Regex broken after v5.7.3
pressureless opened this issue · comments
The output for the following code with v 5.7.3 is:
tatsu: 5.7.3
# SIMPLE PARSE
# AST
( {'value': 'a1'},
'+',
{'value': 'a2'})
# JSON
[
{
"value": "a1"
},
"+",
{
"value": "a2"
}
]
The output for the same code with v 5.8.3 is:
tatsu: 5.8.3
# SIMPLE PARSE
# AST
( {'value': '1'},
'+',
{'value': '2'})
# JSON
[
{
"value": "1"
},
"+",
{
"value": "2"
}
]
import json
from pprint import pprint
import tatsu
print("tatsu: {}".format(tatsu.__version__))
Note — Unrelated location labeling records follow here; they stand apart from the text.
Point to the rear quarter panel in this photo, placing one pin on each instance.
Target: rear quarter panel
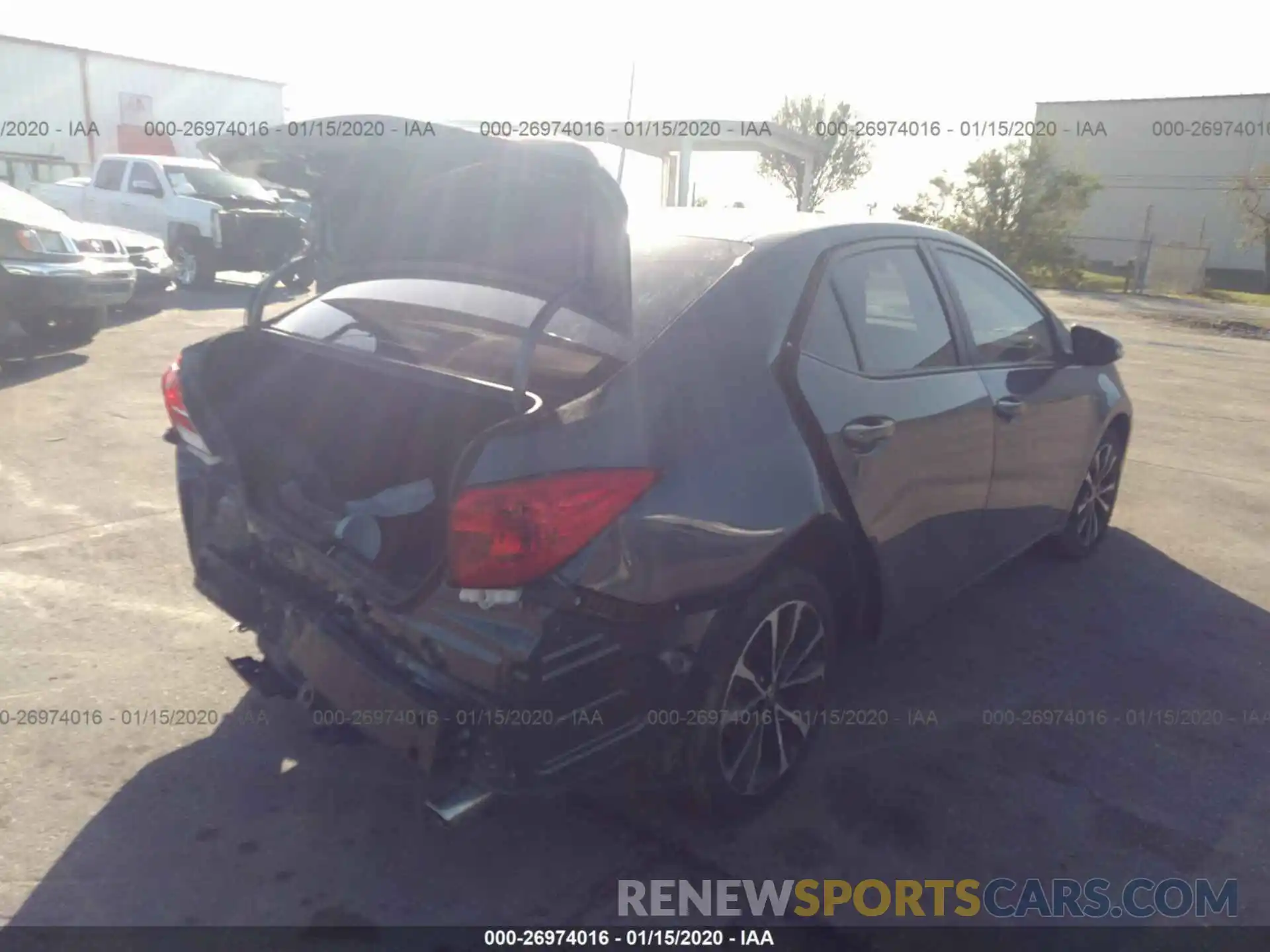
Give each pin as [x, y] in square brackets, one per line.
[702, 407]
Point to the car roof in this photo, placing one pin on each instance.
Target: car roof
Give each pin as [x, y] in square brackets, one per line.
[164, 160]
[755, 226]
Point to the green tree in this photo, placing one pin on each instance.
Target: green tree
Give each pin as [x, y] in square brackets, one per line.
[1255, 207]
[837, 171]
[1015, 202]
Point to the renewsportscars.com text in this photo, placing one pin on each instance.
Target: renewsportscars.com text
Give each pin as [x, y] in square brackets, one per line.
[999, 898]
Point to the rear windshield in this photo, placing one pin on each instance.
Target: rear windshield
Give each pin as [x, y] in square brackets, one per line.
[476, 331]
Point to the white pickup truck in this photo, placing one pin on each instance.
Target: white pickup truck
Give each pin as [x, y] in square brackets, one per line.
[210, 219]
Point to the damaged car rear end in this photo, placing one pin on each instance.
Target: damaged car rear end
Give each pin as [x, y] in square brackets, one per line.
[402, 484]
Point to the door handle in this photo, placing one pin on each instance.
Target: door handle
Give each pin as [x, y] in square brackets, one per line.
[1010, 408]
[869, 432]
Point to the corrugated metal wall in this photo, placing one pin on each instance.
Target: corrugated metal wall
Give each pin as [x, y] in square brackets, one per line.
[42, 88]
[1185, 179]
GRAMMAR=r"""@@grammar::CALC
start
=
expression $
;
expression
=
| expression '+' ~ term
| expression '-' ~ term
| term
;
term
=
| term '*' ~ factor
| term '/' ~ factor
| factor
;
factor
=
| '(' ~ expression ')'
| number
;
number
= value:/[A-Za-z]([A-Za-z0-9]*)/
;"""
def simple_parse():
grammar = GRAMMAR
parser = tatsu.compile(grammar)
ast = parser.parse('a1 + a2')
print('# SIMPLE PARSE')
print('# AST')
pprint(ast, width=20, indent=4)
print()
print('# JSON')
print(json.dumps(ast, indent=4))
if __name__ == '__main__':
simple_parse()
This is an intentional change, see https://github.com/neogeny/TatSu/blob/v5.8.3/CHANGELOG.rst#580--2022-03-12
Honor grouping in pattern expressions with the semantics of
re.findall(pattern, text)[0]
. Now groups that should not be returned when parsing should use the(?:)
syntax.
Following the change log entry:
>>> re.findall('[A-Za-z]([A-Za-z0-9]*)', 'a1')[0]
'1'
You need to modify the regular expression as follows:
>>> re.findall('[A-Za-z](?:[A-Za-z0-9]*)', 'a1')[0]
'a1'
or just drop the grouping, as it does not seem to be needed in this regular expression:
>>> re.findall('[A-Za-z][A-Za-z0-9]*', 'a1')[0]
'a1'
I saw that change, but didn't get it. Thank you for the clarification!